Eni investit 1,5 milliard par an dans le secteur pétrolier du Venezuela post-Maduro.

Pétrole : Eni mise 1,5 milliard par an sur le Venezuela de l'après-Maduro

Pétrole : Eni mise 1,5 milliard par an sur le Venezuela de l’après-Maduro

Le 2 septembre 2026, le groupe italien Eni a franchi une étape stratégique majeure en signant un accord qui lui confère le rôle d’opérateur exclusif du champ pétrolier Junin-5, l’un des plus grands gisements de la Ceinture de l’Orénoque. La signature de cet accord s’est déroulée à Caracas en présence de la présidente par intérim Delcy Rodriguez et du secrétaire américain à l’Énergie, Chris Wright. Claudio Descalzi, PDG d’Eni, a qualifié cet accord de « première étape vers un développement accru ».

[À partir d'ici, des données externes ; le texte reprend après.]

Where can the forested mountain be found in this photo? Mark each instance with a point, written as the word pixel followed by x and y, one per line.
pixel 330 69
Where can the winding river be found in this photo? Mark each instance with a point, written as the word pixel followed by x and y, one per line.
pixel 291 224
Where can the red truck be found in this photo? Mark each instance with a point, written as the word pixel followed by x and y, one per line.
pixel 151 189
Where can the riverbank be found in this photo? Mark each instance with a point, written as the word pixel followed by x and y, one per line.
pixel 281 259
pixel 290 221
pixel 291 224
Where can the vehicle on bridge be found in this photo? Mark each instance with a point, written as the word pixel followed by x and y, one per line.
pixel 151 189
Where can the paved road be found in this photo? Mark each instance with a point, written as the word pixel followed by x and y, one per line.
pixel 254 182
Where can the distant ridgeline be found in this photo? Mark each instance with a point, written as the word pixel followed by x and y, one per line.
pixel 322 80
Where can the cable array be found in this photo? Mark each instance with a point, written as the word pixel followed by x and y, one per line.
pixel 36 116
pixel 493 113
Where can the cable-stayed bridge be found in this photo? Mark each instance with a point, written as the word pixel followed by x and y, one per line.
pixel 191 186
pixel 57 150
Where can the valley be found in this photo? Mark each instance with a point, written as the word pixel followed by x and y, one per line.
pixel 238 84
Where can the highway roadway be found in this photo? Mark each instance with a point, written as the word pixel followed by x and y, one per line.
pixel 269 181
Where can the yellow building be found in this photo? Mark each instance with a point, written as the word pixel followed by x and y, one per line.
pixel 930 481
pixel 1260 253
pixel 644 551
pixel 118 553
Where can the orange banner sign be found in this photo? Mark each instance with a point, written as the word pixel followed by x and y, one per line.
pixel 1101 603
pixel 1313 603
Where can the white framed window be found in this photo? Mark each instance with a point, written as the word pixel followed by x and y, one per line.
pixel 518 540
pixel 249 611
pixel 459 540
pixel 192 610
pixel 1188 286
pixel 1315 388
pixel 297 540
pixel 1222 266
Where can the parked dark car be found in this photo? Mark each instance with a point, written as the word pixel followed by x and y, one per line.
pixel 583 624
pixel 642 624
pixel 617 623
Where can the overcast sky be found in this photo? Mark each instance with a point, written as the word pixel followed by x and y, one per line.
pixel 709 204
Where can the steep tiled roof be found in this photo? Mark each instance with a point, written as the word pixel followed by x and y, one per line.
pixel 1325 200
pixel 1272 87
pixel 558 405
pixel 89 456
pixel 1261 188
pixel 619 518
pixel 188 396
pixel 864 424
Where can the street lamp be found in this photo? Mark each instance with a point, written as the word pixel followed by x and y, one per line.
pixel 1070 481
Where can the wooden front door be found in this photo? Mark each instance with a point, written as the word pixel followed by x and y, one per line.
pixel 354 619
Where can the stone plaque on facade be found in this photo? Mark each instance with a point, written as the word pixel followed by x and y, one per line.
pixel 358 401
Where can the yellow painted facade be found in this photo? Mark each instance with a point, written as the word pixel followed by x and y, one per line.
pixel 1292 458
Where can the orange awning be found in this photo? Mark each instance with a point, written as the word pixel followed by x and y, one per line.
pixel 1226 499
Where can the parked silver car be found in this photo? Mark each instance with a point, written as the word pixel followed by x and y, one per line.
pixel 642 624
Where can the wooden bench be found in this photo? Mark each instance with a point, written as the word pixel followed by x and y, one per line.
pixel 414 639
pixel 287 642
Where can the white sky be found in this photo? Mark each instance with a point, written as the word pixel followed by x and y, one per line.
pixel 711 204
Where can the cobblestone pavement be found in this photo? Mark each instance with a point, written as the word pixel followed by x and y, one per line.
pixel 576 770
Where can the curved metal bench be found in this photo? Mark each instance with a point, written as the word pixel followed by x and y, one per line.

Depuis 2010, Eni avait une participation dans Junin-5 aux côtés de PDVSA. Cependant, l’accord du 2 septembre modifie considérablement son rôle. Eni prend désormais en charge tous les aspects techniques, financiers et commerciaux du champ, dirigeant l’exploitation, finançant les investissements et vendant la production. Les réserves certifiées du champ s’élèvent à 35 milliards de barils, mais la production actuelle ne dépasse pas 12 000 barils par jour. Eni ambitionne d’atteindre 400 000 barils par jour d’ici la fin de la décennie, ce qui représente une augmentation de 3 200 %. Pour ce faire, l’entreprise prévoit d’investir environ 1,5 milliard de dollars par an dans le développement du site.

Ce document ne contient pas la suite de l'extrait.